Two people familiar with the negotiations, speaking to The Associated Press on the condition of anonymity because an official announcement hadn't been made, said Tuesday night that O'Brien reached an agreement to coach the Texans. He is expected to be introduced Thursday.
He inherits a team filled with talent, but whose biggest problem is at quarterback. Veteran Matt Schaub, Houston's starter since 2007, was benched after six games. Case Keenum took over after that, but his lack of success showed he wasn't the answer either, and the team finished on a 14-game skid.
A number of talented quarterbacks could be available in May's draft. Louisville's Teddy Bridgewater, 2012 Heisman Trophy winner Johnny Manziel of Texas A&M, and Fresno State's Derek Carr, younger brother of Houston's first-ever draft pick, David Carr, are among the top-rated quarterbacks expected to be in the draft.
O'Brien spent 2007-12 as offensive assistant under Bill Belichick at New England. O'Brien was the team's quarterbacks coach from 2009-11, and Brady threw for 5,235 yards and 39 touchdowns in the 2011 regular season, when the Patriots went to the Super Bowl.
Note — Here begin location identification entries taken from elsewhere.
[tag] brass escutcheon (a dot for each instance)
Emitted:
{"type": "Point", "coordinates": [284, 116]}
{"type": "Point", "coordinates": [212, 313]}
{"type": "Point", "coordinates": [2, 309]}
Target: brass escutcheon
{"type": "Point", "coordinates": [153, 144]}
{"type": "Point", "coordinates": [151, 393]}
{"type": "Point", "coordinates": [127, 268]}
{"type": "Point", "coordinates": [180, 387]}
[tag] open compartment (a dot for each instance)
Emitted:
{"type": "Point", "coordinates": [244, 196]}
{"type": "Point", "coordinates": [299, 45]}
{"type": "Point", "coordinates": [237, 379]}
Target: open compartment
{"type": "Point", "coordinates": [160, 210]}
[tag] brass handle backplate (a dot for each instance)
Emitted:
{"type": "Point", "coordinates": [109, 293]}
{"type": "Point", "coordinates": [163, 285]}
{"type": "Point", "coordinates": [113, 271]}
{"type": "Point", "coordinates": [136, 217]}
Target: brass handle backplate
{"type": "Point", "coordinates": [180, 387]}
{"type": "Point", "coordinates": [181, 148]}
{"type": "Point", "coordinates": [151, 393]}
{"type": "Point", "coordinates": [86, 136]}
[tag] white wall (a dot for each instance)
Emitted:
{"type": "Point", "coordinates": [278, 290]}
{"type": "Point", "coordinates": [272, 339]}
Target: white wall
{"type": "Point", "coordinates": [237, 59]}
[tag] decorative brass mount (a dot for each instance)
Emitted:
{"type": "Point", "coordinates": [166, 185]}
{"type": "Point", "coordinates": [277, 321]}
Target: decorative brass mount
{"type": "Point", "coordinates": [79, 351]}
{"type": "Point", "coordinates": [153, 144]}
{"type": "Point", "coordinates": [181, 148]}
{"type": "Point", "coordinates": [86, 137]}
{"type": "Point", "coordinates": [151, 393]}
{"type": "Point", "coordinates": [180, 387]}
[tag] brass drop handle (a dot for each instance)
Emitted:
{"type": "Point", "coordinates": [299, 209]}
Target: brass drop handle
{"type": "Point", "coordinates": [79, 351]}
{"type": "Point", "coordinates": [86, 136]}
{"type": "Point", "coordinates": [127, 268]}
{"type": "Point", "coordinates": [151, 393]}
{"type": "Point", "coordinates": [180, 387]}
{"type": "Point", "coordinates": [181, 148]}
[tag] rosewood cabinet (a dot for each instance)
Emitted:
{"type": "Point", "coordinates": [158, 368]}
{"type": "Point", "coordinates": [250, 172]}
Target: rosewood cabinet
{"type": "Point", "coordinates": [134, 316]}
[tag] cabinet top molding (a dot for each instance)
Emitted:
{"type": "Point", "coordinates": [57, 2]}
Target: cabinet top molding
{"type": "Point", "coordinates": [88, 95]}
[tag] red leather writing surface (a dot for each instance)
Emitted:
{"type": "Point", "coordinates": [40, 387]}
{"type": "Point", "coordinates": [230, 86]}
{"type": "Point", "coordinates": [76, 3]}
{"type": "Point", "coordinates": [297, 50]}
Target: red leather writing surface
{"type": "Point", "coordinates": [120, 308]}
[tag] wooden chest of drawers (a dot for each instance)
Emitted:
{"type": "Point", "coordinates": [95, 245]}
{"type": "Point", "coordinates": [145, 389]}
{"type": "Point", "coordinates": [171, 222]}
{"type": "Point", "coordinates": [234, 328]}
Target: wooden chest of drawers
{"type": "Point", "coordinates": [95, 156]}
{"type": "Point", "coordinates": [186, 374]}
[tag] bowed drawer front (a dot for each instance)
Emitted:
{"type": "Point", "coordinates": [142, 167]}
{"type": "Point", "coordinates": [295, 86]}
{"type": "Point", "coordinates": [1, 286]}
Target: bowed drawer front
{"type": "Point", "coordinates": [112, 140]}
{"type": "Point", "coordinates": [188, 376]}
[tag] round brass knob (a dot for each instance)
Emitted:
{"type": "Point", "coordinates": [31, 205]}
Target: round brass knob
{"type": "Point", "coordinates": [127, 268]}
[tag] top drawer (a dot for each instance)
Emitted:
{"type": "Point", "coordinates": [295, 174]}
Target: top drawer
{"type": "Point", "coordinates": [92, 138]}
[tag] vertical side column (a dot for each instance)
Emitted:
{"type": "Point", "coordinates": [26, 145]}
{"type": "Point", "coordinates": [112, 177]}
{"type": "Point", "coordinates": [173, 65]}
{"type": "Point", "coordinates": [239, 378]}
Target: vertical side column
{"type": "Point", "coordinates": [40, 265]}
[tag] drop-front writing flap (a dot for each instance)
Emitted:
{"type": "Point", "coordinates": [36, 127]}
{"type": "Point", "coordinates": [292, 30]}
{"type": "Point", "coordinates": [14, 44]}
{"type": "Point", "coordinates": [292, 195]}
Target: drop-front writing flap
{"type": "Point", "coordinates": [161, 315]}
But his success with quarterbacks didn't begin or end with Brady.
In 2001 he was the offensive coordinator and quarterbacks coach at Georgia Tech and worked with George Godsey. Godsey broke school records for yards passing (3,085) and completions (249) and led the ACC with 257.1 yards passing a game.
His success in grooming quarterbacks continued at Penn State in 2012. Under O'Brien's tutelage, senior Matt McGloin made remarkable improvement. He led the Big 10 in yards passing (3,271), completions (270) and touchdown passes (24). McGloin increased his completion percentage from 54.1 to 60.5 percent from 2011 to 2012.